Air New Zealand pilots having drinking problems, eh? Doesn’t really instill a sense of safety in us air travellers. It was interesting to hear the CEO say that if pilots have a drink (or drug) problem then they should go to Air New Zealand and ask for help rather than keep it covered up. Personally, I think it unlikely that an employee is going to approach its employer and ask for help with a problem that could cause them to be fired.
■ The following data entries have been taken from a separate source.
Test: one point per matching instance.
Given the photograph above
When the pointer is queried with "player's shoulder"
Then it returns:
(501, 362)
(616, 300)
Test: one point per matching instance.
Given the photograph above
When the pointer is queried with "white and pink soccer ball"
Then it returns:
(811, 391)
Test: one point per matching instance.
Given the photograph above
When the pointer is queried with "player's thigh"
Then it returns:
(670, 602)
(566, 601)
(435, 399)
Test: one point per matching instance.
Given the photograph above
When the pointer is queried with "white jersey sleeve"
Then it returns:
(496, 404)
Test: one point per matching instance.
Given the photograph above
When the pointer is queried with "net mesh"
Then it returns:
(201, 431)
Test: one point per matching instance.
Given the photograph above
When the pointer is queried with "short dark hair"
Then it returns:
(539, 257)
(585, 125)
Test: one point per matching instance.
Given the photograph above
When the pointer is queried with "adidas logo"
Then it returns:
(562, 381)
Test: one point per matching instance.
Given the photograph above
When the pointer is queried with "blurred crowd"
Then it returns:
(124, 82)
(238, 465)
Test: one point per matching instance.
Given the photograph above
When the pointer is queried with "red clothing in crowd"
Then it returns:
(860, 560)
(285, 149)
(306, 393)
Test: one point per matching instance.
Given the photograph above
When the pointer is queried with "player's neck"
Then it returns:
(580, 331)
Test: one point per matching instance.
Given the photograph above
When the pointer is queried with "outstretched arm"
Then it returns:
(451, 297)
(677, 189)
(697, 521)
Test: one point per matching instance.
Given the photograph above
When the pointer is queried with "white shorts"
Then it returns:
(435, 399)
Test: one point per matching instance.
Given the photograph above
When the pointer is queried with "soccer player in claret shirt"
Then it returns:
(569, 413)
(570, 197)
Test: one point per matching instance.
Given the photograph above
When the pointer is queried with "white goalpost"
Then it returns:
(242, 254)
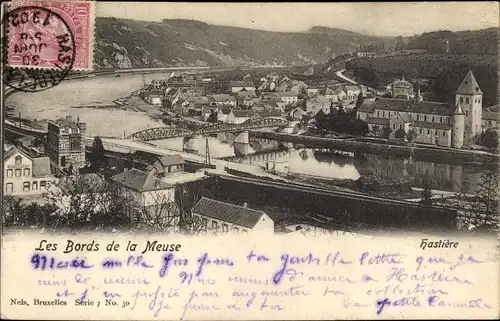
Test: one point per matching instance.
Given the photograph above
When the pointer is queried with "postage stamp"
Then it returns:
(38, 34)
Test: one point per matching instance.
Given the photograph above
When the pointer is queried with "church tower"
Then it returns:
(469, 97)
(457, 136)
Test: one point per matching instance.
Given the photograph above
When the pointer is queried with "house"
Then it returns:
(271, 96)
(223, 113)
(236, 86)
(327, 92)
(222, 100)
(237, 116)
(297, 113)
(166, 164)
(273, 76)
(433, 122)
(31, 145)
(490, 119)
(216, 217)
(317, 103)
(207, 110)
(288, 97)
(366, 54)
(339, 94)
(24, 174)
(270, 113)
(366, 109)
(246, 98)
(400, 88)
(352, 92)
(312, 90)
(144, 187)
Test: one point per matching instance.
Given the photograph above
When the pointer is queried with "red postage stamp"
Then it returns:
(51, 34)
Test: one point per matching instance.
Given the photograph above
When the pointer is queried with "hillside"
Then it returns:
(483, 41)
(128, 43)
(444, 72)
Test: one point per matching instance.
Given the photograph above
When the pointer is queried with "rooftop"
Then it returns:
(469, 85)
(168, 160)
(234, 214)
(243, 83)
(377, 121)
(140, 181)
(431, 125)
(424, 107)
(41, 167)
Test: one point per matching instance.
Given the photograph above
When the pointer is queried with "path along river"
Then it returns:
(61, 101)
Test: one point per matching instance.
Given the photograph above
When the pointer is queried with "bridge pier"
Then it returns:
(190, 144)
(242, 138)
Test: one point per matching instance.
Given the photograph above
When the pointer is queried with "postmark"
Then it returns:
(46, 41)
(40, 50)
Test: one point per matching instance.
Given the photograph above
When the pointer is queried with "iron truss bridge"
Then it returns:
(166, 132)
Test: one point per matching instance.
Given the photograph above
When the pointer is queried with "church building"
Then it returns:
(432, 122)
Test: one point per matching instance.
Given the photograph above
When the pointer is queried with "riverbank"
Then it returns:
(431, 153)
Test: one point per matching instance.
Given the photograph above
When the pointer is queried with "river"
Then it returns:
(60, 101)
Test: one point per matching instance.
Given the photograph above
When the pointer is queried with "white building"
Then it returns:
(24, 175)
(288, 97)
(216, 217)
(144, 187)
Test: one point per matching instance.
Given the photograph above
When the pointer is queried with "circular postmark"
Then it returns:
(38, 49)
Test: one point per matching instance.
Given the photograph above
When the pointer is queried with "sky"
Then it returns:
(382, 19)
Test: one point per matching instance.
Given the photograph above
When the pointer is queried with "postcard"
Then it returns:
(249, 161)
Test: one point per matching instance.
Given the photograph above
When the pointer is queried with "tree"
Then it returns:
(212, 118)
(360, 100)
(130, 161)
(386, 131)
(411, 135)
(167, 104)
(482, 207)
(426, 192)
(97, 158)
(400, 134)
(489, 139)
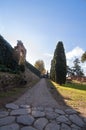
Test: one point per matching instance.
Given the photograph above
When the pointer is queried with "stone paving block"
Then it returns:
(65, 127)
(28, 128)
(25, 119)
(70, 111)
(49, 109)
(59, 111)
(75, 127)
(24, 106)
(11, 106)
(38, 113)
(76, 120)
(40, 123)
(63, 119)
(52, 126)
(7, 120)
(20, 111)
(10, 127)
(3, 114)
(51, 115)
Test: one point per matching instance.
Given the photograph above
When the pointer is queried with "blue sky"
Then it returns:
(40, 24)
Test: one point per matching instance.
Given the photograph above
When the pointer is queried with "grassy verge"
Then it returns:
(74, 95)
(14, 93)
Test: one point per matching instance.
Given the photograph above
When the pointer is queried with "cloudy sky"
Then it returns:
(40, 24)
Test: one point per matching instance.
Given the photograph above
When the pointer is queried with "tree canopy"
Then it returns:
(83, 58)
(39, 64)
(58, 64)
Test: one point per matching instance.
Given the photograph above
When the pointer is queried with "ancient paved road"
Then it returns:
(37, 110)
(39, 95)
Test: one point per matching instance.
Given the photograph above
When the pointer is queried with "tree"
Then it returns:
(52, 70)
(77, 68)
(58, 65)
(70, 71)
(39, 64)
(83, 58)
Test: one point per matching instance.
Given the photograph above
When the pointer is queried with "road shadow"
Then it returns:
(75, 86)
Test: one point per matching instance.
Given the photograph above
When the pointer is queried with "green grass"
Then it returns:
(73, 94)
(14, 93)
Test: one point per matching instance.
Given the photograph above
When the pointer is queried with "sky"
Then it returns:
(41, 24)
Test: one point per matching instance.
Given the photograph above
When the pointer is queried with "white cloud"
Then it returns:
(48, 55)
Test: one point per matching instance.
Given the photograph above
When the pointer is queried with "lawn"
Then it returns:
(73, 94)
(14, 93)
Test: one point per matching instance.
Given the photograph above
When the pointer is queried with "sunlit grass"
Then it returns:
(73, 94)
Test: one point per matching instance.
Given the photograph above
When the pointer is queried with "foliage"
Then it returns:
(6, 54)
(58, 65)
(83, 58)
(32, 69)
(39, 64)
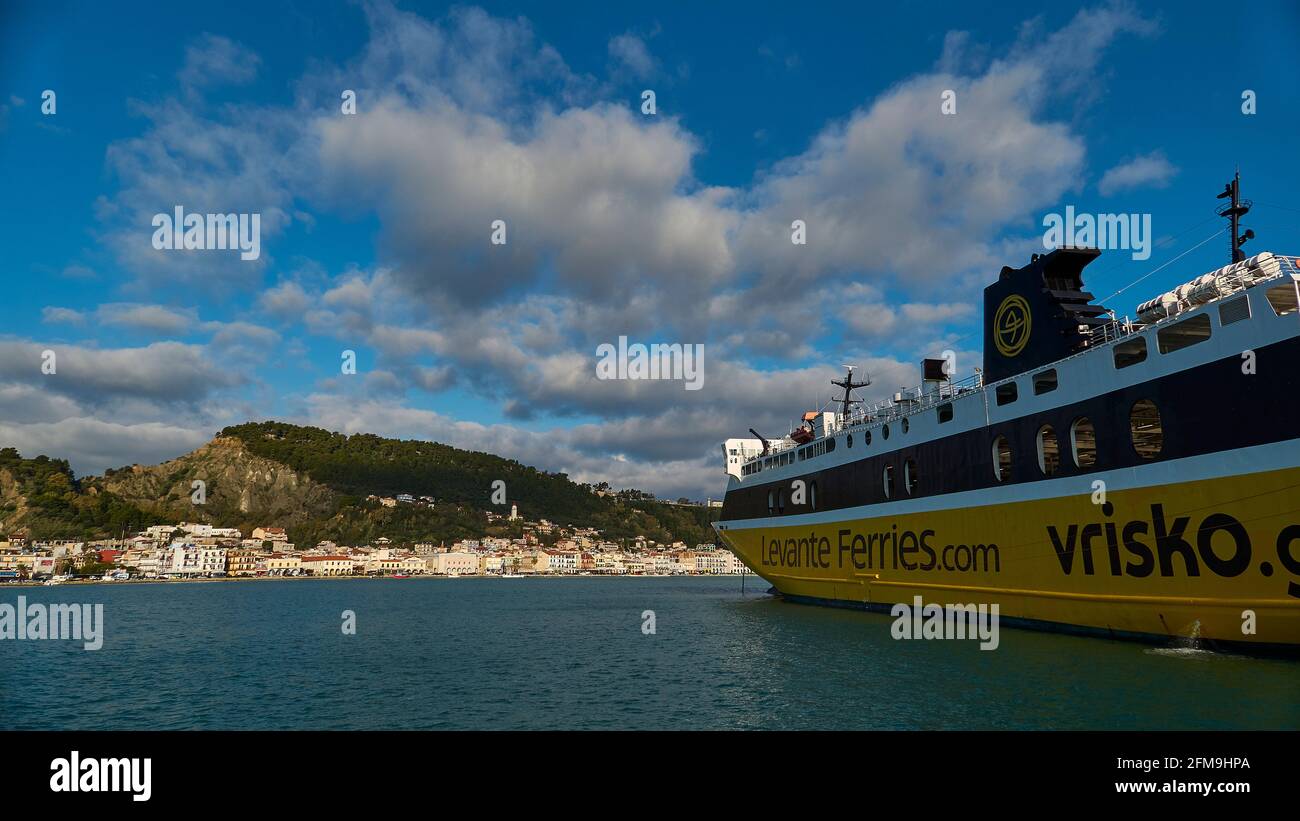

All of that aside, I am interested to know whether or not the government would consider establishing a drink-fly limit for pilots and crew, as is in place in other countries. The breath testing equipment is available that can detect breath alcohol levels lower than the mandatory UK limit for flying a plane of 90 micrograms of alcohol per litre breath (such as lionlaboratories.com) – compare that with the NZ/UK drink driving limit for adults of 400 micrograms of alcohol/litre breath [the blood equivalent being 20 milligrams alcohol/100 ml blood for flying compared with 80 in blood for driving a motor vehicle]. Catching pilots over the limit for flying but below the legal limit for driving has occurred and in one of the most recent cases the pilot was given a suspended sentence for having a breath alcohol level of 310 micrograms of alcohol per litre breath. When the blood test was done, the pilot’s blood alcohol level was 50 mg alcohol/100 ml blood. This is a level capable of causing impairment. Blood alcohol levels in the range of 30 to 120 can cause effects including mild euphoria, sociability, talkativeness, increased confidence, decreased inhibitions, reduced attention and judgment, some sensory-motor impairment, reduced rate of information processing. Although these effects cover a range of blood alcohol levels, the most appropriate approach might be to avoid the chances of any pilot experiencing any of these effects by introduction of an appropriate breath/blood alcohol limit for flying.
Presumably Air New Zealand may look at the sponsorship of the Wine Awards?